Where such transfers occur, we rely on appropriate safeguards, including:
• Standard Contractual Clauses (SCCs)
• Data Privacy Framework (DPF) (if applicable)
• Additional technical and organizational measures
We ensure that all data transfers comply with articles 44–49 GDPR.

7. Data Retention
We retain personal data only for as long as necessary for the purposes outlined above, including:
• Account & learning data: retained for the duration of your relationship with us and up to 3 years thereafter
• Financial & tax documentation: retained for legally required periods under Belgian law
• Cookies: retained according to their specific expiration periods (details in Cookie Policy)
After expiry, data is securely deleted or anonymised.

8. Your Rights Under GDPR
As a data subject, you have the following rights:
• Right of access
• Right to rectification
• Right to erasure (“right to be forgotten”)
• Right to restriction of processing
• Right to object to certain processing activities
• Right to data portability
• Right to withdraw consent at any time
You also have the right to lodge a complaint with the Belgian Data Protection Authority (APD/GBA):
https://www.dataprotectionauthority.be/

9. Security Measures
We apply industrystandard technical and organizational safeguards, including:
• Encryption of data in transit
• Access control and authentication
• Activity logging and monitoring
• Principle of least privilege
• Secure server environments
• Regular audits and updates
Despite our efforts, no online system can be guaranteed 100% secure.

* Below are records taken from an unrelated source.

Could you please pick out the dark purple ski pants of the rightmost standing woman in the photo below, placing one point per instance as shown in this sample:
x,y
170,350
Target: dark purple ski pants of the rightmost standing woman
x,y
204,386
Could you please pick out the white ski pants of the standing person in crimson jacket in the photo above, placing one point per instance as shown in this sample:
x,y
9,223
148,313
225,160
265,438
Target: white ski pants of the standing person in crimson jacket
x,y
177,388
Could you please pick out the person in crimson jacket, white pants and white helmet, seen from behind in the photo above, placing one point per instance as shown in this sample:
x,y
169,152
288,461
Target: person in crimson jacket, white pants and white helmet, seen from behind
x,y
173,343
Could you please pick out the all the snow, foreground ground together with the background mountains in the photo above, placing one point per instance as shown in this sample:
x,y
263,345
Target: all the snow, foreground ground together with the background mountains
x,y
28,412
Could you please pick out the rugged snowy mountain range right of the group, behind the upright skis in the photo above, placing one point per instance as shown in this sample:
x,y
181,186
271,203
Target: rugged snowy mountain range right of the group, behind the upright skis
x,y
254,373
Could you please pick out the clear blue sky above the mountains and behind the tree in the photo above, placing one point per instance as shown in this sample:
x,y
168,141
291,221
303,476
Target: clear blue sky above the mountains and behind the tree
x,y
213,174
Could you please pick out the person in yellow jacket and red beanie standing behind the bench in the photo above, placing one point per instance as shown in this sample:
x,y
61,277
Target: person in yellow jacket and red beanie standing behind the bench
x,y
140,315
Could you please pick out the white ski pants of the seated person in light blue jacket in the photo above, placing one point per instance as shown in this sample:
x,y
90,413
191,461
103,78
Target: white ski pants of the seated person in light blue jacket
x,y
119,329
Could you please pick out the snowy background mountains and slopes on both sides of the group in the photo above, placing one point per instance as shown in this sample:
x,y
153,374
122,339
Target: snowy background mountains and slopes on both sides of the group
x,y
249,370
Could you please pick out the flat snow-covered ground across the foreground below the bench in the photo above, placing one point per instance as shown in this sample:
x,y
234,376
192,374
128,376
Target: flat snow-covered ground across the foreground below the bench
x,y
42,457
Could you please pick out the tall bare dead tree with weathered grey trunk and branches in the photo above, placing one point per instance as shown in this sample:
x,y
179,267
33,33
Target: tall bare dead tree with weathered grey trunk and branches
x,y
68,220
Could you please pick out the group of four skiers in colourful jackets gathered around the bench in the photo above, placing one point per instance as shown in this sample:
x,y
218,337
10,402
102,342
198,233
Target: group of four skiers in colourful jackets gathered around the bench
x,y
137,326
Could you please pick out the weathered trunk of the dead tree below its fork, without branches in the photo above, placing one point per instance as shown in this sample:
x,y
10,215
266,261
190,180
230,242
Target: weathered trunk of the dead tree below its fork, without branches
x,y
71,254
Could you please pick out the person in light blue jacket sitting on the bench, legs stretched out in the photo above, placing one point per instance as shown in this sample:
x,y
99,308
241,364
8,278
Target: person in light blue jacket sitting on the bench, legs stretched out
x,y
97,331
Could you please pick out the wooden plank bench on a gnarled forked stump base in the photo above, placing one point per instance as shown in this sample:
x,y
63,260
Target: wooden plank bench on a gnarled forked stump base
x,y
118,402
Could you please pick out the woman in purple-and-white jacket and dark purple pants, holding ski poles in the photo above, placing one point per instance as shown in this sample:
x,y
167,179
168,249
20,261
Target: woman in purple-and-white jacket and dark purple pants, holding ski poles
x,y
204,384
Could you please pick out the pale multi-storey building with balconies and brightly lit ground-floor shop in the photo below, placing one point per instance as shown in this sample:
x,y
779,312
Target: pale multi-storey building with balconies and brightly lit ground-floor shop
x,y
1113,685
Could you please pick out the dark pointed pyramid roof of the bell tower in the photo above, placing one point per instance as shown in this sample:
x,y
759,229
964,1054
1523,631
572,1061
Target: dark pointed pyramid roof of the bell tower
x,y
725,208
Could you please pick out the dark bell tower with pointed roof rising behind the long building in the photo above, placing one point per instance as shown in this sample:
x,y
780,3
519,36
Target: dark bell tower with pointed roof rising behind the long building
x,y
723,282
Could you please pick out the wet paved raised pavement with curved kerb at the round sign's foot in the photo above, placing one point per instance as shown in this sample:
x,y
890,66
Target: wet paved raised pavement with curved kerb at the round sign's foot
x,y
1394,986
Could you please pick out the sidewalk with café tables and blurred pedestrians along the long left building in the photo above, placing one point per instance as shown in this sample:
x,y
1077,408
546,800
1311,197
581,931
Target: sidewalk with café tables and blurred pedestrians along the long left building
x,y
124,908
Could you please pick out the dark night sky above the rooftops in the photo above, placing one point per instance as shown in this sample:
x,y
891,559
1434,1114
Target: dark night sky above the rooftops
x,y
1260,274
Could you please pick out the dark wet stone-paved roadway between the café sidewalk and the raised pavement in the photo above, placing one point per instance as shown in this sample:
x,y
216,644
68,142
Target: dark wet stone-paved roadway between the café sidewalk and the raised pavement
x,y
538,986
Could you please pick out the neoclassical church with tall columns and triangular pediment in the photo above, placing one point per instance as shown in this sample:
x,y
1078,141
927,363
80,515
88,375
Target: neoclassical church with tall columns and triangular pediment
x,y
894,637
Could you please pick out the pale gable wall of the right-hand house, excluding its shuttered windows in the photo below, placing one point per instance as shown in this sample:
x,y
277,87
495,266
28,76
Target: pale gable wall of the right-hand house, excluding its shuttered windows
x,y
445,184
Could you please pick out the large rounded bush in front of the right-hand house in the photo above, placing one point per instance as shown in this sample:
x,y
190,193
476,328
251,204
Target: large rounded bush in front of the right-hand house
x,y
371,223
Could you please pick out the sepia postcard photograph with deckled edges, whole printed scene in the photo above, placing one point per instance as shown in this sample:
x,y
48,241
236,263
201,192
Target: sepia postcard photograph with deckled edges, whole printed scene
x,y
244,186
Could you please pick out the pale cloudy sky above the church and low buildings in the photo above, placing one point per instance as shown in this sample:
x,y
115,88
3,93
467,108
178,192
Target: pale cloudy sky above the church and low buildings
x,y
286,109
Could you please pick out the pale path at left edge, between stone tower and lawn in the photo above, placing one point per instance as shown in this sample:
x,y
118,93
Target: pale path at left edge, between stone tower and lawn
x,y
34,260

10. Telegram Bots & Alumni Community
Participation in our Telegram bots, channels, or alumni groups is voluntary.
Important notes:
• Telegram acts as a separate, independent data controller.
• Your Telegram data is subject to Telegram’s own Privacy Policy.
• Our processing of your Telegram interactions is limited to: 
• verifying community access
• delivering quiz results
• providing educational communications
• managing membership
We do not collect any more Telegram data than necessary.

11. Updates to This Policy
We may amend this Privacy Policy from time to time to reflect legal updates or operational changes.
All updates will be posted on our website with the “Last Updated” date.
Material changes may be communicated directly to you.